Un mondo nuovo è necessario. Un’azione può essere condivisibile o meno da parte della povera gente, ma è sempre etica di fronte alle ingiustizie, per chi ha un cuore che batte per un’umanità ed un mondo migliore. Con la speranza che la rivoluzione, come sempre e in ogni epoca, sia contagiosa. Dite che gli anarchici sono un pericolo: non penso proprio.
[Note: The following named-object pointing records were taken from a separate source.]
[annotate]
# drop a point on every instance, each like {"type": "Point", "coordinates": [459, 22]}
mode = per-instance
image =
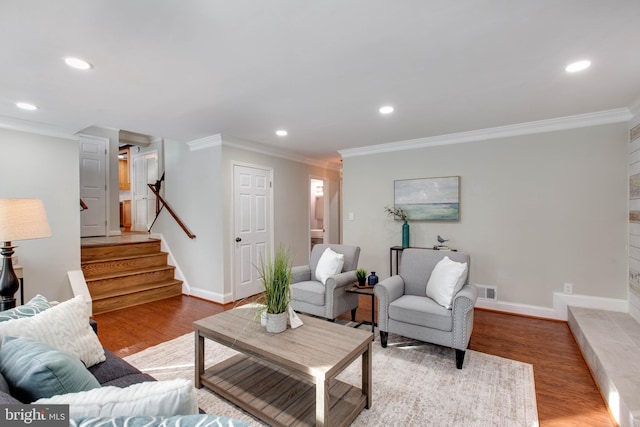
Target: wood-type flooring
{"type": "Point", "coordinates": [565, 391]}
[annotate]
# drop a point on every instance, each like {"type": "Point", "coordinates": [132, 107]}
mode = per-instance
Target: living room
{"type": "Point", "coordinates": [544, 197]}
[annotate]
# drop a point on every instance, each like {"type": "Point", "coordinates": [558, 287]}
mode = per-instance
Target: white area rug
{"type": "Point", "coordinates": [414, 384]}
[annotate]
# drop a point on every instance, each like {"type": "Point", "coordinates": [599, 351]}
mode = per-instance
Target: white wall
{"type": "Point", "coordinates": [192, 187]}
{"type": "Point", "coordinates": [634, 217]}
{"type": "Point", "coordinates": [536, 211]}
{"type": "Point", "coordinates": [36, 166]}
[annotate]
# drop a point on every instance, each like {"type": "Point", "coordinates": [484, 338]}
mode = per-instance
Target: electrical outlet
{"type": "Point", "coordinates": [568, 288]}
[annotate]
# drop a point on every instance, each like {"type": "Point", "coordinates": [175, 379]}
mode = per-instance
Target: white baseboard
{"type": "Point", "coordinates": [211, 296]}
{"type": "Point", "coordinates": [560, 303]}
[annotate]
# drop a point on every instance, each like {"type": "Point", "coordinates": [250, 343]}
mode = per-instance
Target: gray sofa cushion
{"type": "Point", "coordinates": [311, 292]}
{"type": "Point", "coordinates": [7, 399]}
{"type": "Point", "coordinates": [421, 311]}
{"type": "Point", "coordinates": [117, 372]}
{"type": "Point", "coordinates": [416, 266]}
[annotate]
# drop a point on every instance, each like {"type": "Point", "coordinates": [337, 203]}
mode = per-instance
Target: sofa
{"type": "Point", "coordinates": [51, 355]}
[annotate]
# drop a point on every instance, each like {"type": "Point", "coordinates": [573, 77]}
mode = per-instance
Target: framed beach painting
{"type": "Point", "coordinates": [429, 199]}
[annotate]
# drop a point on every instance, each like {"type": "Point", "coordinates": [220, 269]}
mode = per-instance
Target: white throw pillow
{"type": "Point", "coordinates": [64, 327]}
{"type": "Point", "coordinates": [151, 398]}
{"type": "Point", "coordinates": [330, 263]}
{"type": "Point", "coordinates": [446, 280]}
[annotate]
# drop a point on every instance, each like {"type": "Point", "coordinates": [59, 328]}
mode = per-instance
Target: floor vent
{"type": "Point", "coordinates": [487, 292]}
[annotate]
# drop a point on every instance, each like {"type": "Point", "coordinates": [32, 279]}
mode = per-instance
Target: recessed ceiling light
{"type": "Point", "coordinates": [77, 63]}
{"type": "Point", "coordinates": [578, 66]}
{"type": "Point", "coordinates": [26, 106]}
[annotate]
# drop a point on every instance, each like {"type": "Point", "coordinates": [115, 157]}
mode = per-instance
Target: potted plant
{"type": "Point", "coordinates": [276, 277]}
{"type": "Point", "coordinates": [361, 274]}
{"type": "Point", "coordinates": [400, 213]}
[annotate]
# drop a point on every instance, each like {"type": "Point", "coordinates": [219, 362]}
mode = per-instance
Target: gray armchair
{"type": "Point", "coordinates": [308, 295]}
{"type": "Point", "coordinates": [405, 309]}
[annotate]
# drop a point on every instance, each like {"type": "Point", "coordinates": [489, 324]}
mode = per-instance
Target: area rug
{"type": "Point", "coordinates": [413, 384]}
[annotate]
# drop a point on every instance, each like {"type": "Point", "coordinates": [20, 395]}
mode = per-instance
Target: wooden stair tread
{"type": "Point", "coordinates": [102, 245]}
{"type": "Point", "coordinates": [135, 289]}
{"type": "Point", "coordinates": [127, 273]}
{"type": "Point", "coordinates": [122, 258]}
{"type": "Point", "coordinates": [124, 274]}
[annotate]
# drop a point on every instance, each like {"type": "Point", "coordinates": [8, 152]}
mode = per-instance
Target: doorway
{"type": "Point", "coordinates": [93, 186]}
{"type": "Point", "coordinates": [317, 212]}
{"type": "Point", "coordinates": [252, 215]}
{"type": "Point", "coordinates": [145, 171]}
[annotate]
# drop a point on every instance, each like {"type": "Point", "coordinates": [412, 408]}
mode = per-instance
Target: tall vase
{"type": "Point", "coordinates": [405, 234]}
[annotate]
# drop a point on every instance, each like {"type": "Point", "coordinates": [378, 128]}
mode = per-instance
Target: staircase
{"type": "Point", "coordinates": [121, 275]}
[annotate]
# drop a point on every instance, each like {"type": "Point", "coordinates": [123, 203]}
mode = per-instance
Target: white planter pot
{"type": "Point", "coordinates": [276, 323]}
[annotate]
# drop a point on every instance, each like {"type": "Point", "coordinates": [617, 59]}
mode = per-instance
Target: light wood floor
{"type": "Point", "coordinates": [565, 391]}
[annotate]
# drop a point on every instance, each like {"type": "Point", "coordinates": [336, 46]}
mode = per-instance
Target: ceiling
{"type": "Point", "coordinates": [185, 70]}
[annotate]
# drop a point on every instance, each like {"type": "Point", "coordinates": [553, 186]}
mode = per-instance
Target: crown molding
{"type": "Point", "coordinates": [635, 110]}
{"type": "Point", "coordinates": [271, 151]}
{"type": "Point", "coordinates": [206, 142]}
{"type": "Point", "coordinates": [550, 125]}
{"type": "Point", "coordinates": [37, 128]}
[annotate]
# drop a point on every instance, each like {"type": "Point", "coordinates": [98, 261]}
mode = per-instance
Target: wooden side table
{"type": "Point", "coordinates": [18, 270]}
{"type": "Point", "coordinates": [367, 291]}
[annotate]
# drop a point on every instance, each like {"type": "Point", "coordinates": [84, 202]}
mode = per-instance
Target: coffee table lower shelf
{"type": "Point", "coordinates": [277, 397]}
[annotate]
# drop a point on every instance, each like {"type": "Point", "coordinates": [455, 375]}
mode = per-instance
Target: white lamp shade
{"type": "Point", "coordinates": [23, 219]}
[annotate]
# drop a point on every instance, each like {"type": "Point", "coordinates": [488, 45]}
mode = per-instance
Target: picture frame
{"type": "Point", "coordinates": [428, 199]}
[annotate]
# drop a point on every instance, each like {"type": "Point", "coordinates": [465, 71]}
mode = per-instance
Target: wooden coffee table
{"type": "Point", "coordinates": [287, 378]}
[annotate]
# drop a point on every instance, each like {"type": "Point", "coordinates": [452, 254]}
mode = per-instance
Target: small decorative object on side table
{"type": "Point", "coordinates": [367, 290]}
{"type": "Point", "coordinates": [361, 274]}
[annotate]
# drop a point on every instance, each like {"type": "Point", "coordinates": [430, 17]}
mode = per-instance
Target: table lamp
{"type": "Point", "coordinates": [20, 219]}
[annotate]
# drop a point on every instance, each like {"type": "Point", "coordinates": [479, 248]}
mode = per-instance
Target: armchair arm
{"type": "Point", "coordinates": [300, 273]}
{"type": "Point", "coordinates": [387, 291]}
{"type": "Point", "coordinates": [463, 304]}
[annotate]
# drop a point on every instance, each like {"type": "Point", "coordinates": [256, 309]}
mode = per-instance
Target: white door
{"type": "Point", "coordinates": [93, 185]}
{"type": "Point", "coordinates": [252, 217]}
{"type": "Point", "coordinates": [143, 209]}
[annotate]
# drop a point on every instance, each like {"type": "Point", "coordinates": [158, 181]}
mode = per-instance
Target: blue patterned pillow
{"type": "Point", "coordinates": [33, 307]}
{"type": "Point", "coordinates": [34, 370]}
{"type": "Point", "coordinates": [202, 420]}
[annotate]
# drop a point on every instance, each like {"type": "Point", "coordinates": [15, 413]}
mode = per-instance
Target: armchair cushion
{"type": "Point", "coordinates": [330, 263]}
{"type": "Point", "coordinates": [328, 298]}
{"type": "Point", "coordinates": [421, 311]}
{"type": "Point", "coordinates": [446, 280]}
{"type": "Point", "coordinates": [309, 291]}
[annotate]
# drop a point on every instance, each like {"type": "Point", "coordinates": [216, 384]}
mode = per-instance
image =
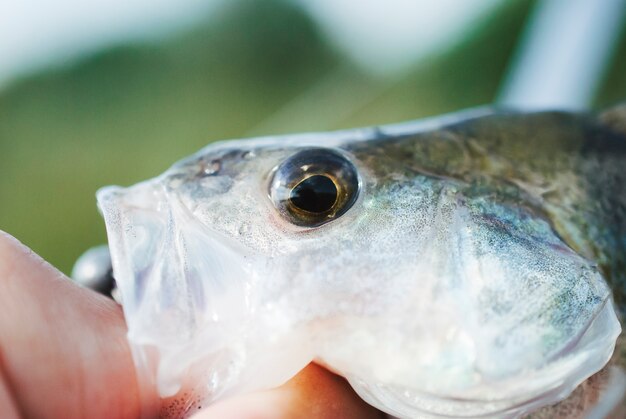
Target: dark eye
{"type": "Point", "coordinates": [314, 186]}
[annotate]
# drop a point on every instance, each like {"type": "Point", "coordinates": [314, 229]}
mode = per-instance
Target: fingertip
{"type": "Point", "coordinates": [64, 346]}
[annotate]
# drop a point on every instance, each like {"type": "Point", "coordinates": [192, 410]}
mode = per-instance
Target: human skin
{"type": "Point", "coordinates": [64, 353]}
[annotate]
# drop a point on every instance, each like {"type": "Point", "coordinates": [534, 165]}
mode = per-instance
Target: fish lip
{"type": "Point", "coordinates": [558, 389]}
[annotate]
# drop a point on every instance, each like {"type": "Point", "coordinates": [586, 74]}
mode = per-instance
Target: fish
{"type": "Point", "coordinates": [469, 265]}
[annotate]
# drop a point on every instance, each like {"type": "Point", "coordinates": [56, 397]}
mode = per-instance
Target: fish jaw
{"type": "Point", "coordinates": [187, 297]}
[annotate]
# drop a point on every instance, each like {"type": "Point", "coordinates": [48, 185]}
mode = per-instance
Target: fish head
{"type": "Point", "coordinates": [432, 294]}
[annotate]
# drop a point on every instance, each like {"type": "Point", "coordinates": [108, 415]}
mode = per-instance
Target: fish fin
{"type": "Point", "coordinates": [615, 117]}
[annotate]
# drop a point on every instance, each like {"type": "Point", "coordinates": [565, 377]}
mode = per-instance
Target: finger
{"type": "Point", "coordinates": [63, 348]}
{"type": "Point", "coordinates": [314, 393]}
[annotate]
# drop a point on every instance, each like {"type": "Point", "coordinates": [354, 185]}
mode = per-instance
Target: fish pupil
{"type": "Point", "coordinates": [316, 194]}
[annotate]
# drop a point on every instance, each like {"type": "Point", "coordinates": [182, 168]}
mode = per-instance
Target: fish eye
{"type": "Point", "coordinates": [314, 186]}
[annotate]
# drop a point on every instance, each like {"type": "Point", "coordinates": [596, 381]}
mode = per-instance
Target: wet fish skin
{"type": "Point", "coordinates": [570, 168]}
{"type": "Point", "coordinates": [520, 187]}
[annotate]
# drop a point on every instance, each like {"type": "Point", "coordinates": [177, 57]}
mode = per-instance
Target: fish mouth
{"type": "Point", "coordinates": [181, 287]}
{"type": "Point", "coordinates": [187, 299]}
{"type": "Point", "coordinates": [514, 397]}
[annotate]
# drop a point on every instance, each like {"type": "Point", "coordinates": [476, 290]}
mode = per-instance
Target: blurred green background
{"type": "Point", "coordinates": [254, 68]}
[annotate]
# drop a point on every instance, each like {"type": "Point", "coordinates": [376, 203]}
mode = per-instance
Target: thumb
{"type": "Point", "coordinates": [63, 348]}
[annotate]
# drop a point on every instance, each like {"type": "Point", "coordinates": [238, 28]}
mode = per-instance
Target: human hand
{"type": "Point", "coordinates": [64, 353]}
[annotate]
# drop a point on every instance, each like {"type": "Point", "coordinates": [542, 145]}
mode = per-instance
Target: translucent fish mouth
{"type": "Point", "coordinates": [186, 298]}
{"type": "Point", "coordinates": [518, 396]}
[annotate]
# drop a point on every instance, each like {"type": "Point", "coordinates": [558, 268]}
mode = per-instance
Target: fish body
{"type": "Point", "coordinates": [468, 266]}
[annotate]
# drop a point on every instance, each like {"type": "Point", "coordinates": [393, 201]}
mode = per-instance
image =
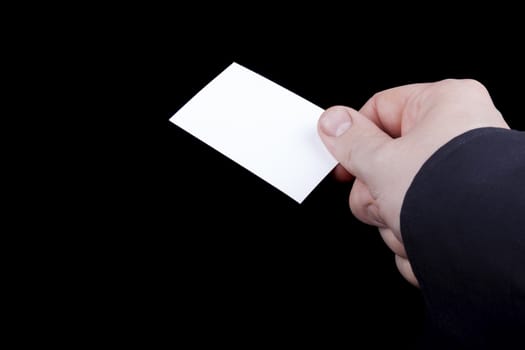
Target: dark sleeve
{"type": "Point", "coordinates": [463, 225]}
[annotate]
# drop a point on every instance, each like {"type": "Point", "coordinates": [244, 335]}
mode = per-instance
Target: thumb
{"type": "Point", "coordinates": [355, 141]}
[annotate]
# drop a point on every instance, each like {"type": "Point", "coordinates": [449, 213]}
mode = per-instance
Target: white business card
{"type": "Point", "coordinates": [262, 126]}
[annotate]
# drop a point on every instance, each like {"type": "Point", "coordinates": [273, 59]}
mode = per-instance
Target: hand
{"type": "Point", "coordinates": [386, 142]}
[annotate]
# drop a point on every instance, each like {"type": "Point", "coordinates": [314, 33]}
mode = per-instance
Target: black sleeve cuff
{"type": "Point", "coordinates": [463, 226]}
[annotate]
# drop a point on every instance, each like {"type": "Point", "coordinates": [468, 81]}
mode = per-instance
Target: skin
{"type": "Point", "coordinates": [385, 143]}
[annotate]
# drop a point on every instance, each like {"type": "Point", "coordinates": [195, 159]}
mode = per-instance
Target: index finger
{"type": "Point", "coordinates": [390, 109]}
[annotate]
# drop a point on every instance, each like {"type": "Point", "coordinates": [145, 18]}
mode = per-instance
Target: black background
{"type": "Point", "coordinates": [203, 250]}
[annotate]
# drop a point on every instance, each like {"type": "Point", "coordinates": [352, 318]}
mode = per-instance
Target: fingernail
{"type": "Point", "coordinates": [335, 122]}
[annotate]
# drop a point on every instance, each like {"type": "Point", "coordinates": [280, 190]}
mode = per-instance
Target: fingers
{"type": "Point", "coordinates": [405, 269]}
{"type": "Point", "coordinates": [341, 174]}
{"type": "Point", "coordinates": [388, 108]}
{"type": "Point", "coordinates": [364, 206]}
{"type": "Point", "coordinates": [354, 141]}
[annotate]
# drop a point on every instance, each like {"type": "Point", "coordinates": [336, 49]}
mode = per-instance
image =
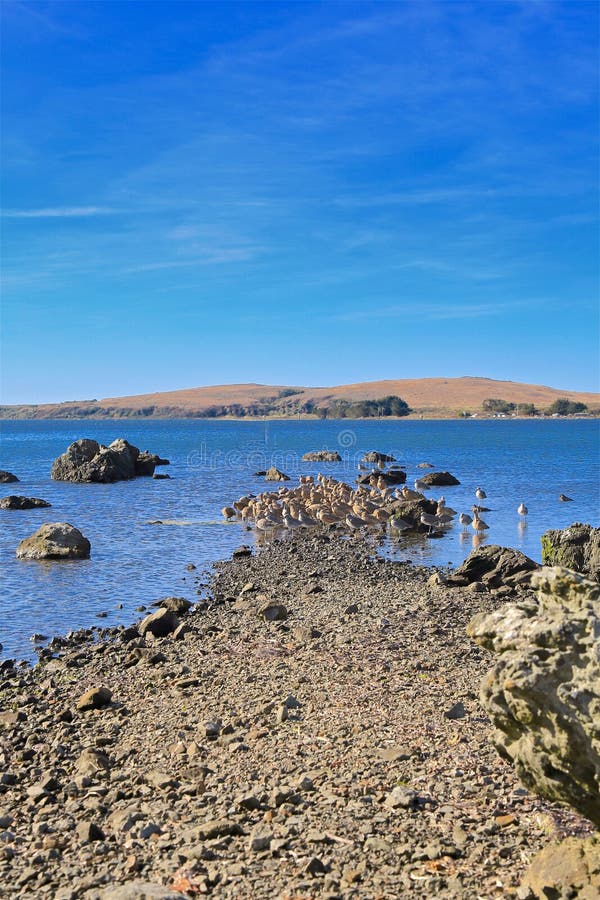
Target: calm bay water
{"type": "Point", "coordinates": [134, 562]}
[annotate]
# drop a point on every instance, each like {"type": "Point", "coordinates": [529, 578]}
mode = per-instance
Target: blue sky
{"type": "Point", "coordinates": [297, 193]}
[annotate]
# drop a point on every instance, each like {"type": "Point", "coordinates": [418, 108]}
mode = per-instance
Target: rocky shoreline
{"type": "Point", "coordinates": [311, 728]}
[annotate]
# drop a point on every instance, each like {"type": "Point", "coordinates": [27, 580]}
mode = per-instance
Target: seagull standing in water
{"type": "Point", "coordinates": [465, 520]}
{"type": "Point", "coordinates": [479, 524]}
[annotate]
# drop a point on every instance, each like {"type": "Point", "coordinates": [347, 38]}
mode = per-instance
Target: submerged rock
{"type": "Point", "coordinates": [88, 461]}
{"type": "Point", "coordinates": [55, 540]}
{"type": "Point", "coordinates": [13, 501]}
{"type": "Point", "coordinates": [411, 511]}
{"type": "Point", "coordinates": [576, 547]}
{"type": "Point", "coordinates": [495, 566]}
{"type": "Point", "coordinates": [375, 456]}
{"type": "Point", "coordinates": [439, 479]}
{"type": "Point", "coordinates": [274, 474]}
{"type": "Point", "coordinates": [392, 476]}
{"type": "Point", "coordinates": [543, 695]}
{"type": "Point", "coordinates": [568, 869]}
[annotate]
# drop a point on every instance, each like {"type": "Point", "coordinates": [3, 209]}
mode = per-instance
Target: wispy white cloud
{"type": "Point", "coordinates": [57, 212]}
{"type": "Point", "coordinates": [431, 312]}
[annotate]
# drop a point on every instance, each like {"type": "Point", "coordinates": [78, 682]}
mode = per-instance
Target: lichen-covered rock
{"type": "Point", "coordinates": [543, 695]}
{"type": "Point", "coordinates": [322, 456]}
{"type": "Point", "coordinates": [274, 474]}
{"type": "Point", "coordinates": [55, 540]}
{"type": "Point", "coordinates": [576, 547]}
{"type": "Point", "coordinates": [87, 461]}
{"type": "Point", "coordinates": [568, 869]}
{"type": "Point", "coordinates": [495, 566]}
{"type": "Point", "coordinates": [13, 501]}
{"type": "Point", "coordinates": [439, 479]}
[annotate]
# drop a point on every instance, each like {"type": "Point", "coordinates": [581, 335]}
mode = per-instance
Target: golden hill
{"type": "Point", "coordinates": [428, 397]}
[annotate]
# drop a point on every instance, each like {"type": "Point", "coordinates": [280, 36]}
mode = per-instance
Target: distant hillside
{"type": "Point", "coordinates": [425, 397]}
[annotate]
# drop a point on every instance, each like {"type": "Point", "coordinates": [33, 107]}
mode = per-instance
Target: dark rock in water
{"type": "Point", "coordinates": [12, 501]}
{"type": "Point", "coordinates": [55, 540]}
{"type": "Point", "coordinates": [410, 511]}
{"type": "Point", "coordinates": [568, 869]}
{"type": "Point", "coordinates": [439, 479]}
{"type": "Point", "coordinates": [322, 456]}
{"type": "Point", "coordinates": [274, 474]}
{"type": "Point", "coordinates": [494, 566]}
{"type": "Point", "coordinates": [144, 464]}
{"type": "Point", "coordinates": [392, 476]}
{"type": "Point", "coordinates": [177, 605]}
{"type": "Point", "coordinates": [160, 623]}
{"type": "Point", "coordinates": [87, 461]}
{"type": "Point", "coordinates": [576, 547]}
{"type": "Point", "coordinates": [375, 456]}
{"type": "Point", "coordinates": [241, 552]}
{"type": "Point", "coordinates": [543, 695]}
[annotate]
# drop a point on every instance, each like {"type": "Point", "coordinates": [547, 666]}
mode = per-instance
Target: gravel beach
{"type": "Point", "coordinates": [311, 729]}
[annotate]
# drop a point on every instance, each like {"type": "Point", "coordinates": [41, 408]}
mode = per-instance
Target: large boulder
{"type": "Point", "coordinates": [13, 501]}
{"type": "Point", "coordinates": [439, 479]}
{"type": "Point", "coordinates": [577, 548]}
{"type": "Point", "coordinates": [322, 456]}
{"type": "Point", "coordinates": [568, 869]}
{"type": "Point", "coordinates": [411, 511]}
{"type": "Point", "coordinates": [495, 566]}
{"type": "Point", "coordinates": [543, 695]}
{"type": "Point", "coordinates": [87, 461]}
{"type": "Point", "coordinates": [55, 540]}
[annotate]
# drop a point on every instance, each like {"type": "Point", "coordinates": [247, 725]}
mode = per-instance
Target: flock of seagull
{"type": "Point", "coordinates": [324, 501]}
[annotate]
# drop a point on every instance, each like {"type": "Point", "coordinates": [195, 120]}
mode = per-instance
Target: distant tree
{"type": "Point", "coordinates": [565, 407]}
{"type": "Point", "coordinates": [497, 406]}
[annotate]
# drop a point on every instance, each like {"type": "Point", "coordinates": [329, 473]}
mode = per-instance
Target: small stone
{"type": "Point", "coordinates": [402, 797]}
{"type": "Point", "coordinates": [274, 612]}
{"type": "Point", "coordinates": [436, 580]}
{"type": "Point", "coordinates": [149, 831]}
{"type": "Point", "coordinates": [213, 727]}
{"type": "Point", "coordinates": [260, 839]}
{"type": "Point", "coordinates": [12, 717]}
{"type": "Point", "coordinates": [95, 698]}
{"type": "Point", "coordinates": [457, 711]}
{"type": "Point", "coordinates": [315, 867]}
{"type": "Point", "coordinates": [216, 828]}
{"type": "Point", "coordinates": [88, 832]}
{"type": "Point", "coordinates": [505, 821]}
Forse ci imprigionate e perseguitate perché temete che persone come noi possano essere di esempio per gli sfruttati, non comprendendo che da sempre è quando i poveri dicono basta e si ribellano che sono un esempio per noi, e che noi siamo da sempre parte e figli loro.

Ho quasi finito, volevo dire queste parole. Non sono capace di cose più profonde, né voglio dire altro: per chi come me, non ha soldi per domestici, vacanze ai tropici, sogni di carriere e stipendi elevati, la vita ruota attorno al lavoro, a tirare a fine giornata e ai propri cari. La vita, insomma, è dura e non ho il “buon tempo” come voi di costruire castelli in aria e far terrore alla povera gente. Fra le svariate imputazioni a mio carico manca naturalmente quella relativa all’unico crimine di cui come accusato mi sono effettivamente macchiato e di cui continuerò a macchiarmi, e che rivendico con orgoglio: quello di considerare la dignità un sentimento che non accetta intimidazioni di stampo mafioso. Un crimine semplice che non mi stancherò mai di commettere.